Pan-genomic advances for fighting reference bias

Talk
Ben Langmead
Time: 
09.15.2022 14:00 to 15:00
Location: 

IRB- 4105- Zoom Link-https://umd.zoom.us/j/97287503999

Also on Zoom- https://umd.zoom.us/j/97287503999

Sequencing data analysis often begins with aligning sequencing reads to a reference genome, where the reference takes the form of a linear string of bases. But linearity leads to reference bias, a tendency to miss or misreport alignments containing non-reference alleles, which can confound downstream statistical and biological results. This is a major concern in human genomics; we don't want to live in a world where diagnostics and therapeutics are differentially effective depending how closely our genome matches the reference.

Fortunately, computer science and bioinformatics are meeting the moment. In particular, we can now index and align sequencing reads to references that include many population variants.

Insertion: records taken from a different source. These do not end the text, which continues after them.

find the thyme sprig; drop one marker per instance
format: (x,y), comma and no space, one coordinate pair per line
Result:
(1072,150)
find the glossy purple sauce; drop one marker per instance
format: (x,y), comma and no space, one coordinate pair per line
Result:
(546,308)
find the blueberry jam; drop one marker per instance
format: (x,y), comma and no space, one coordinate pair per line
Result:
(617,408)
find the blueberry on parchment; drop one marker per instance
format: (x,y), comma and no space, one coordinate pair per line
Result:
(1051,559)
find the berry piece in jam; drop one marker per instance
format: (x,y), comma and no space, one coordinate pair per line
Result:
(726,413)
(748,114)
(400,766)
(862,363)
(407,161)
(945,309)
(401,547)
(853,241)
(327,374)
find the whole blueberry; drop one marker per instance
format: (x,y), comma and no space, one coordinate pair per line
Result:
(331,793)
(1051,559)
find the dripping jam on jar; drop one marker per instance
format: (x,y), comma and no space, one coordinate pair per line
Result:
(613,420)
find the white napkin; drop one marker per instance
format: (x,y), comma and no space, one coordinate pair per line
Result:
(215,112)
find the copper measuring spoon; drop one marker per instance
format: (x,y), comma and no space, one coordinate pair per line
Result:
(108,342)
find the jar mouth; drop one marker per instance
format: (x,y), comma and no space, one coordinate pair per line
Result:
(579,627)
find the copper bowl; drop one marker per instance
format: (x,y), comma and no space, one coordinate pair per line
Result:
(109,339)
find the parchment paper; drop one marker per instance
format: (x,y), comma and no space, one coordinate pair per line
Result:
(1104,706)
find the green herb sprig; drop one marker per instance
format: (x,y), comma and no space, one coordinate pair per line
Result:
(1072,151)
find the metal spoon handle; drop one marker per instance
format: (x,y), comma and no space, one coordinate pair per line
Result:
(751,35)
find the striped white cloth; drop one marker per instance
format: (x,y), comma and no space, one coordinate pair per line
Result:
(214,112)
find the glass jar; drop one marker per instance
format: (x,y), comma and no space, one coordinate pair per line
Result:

Here I will describe this journey from the early days of efficient genome indexing -- especially the FM index approach behind Bowtie and BWA -- continuing through more modern methods for graph-shaped references and references that include many genomes. I will emphasize recent results that show how to optimize simple and complex pan-genome representations for effective avoidance of reference bias. Finally, I will outline some promising future areas, including a new class of compressed indexes that improves locality of reference.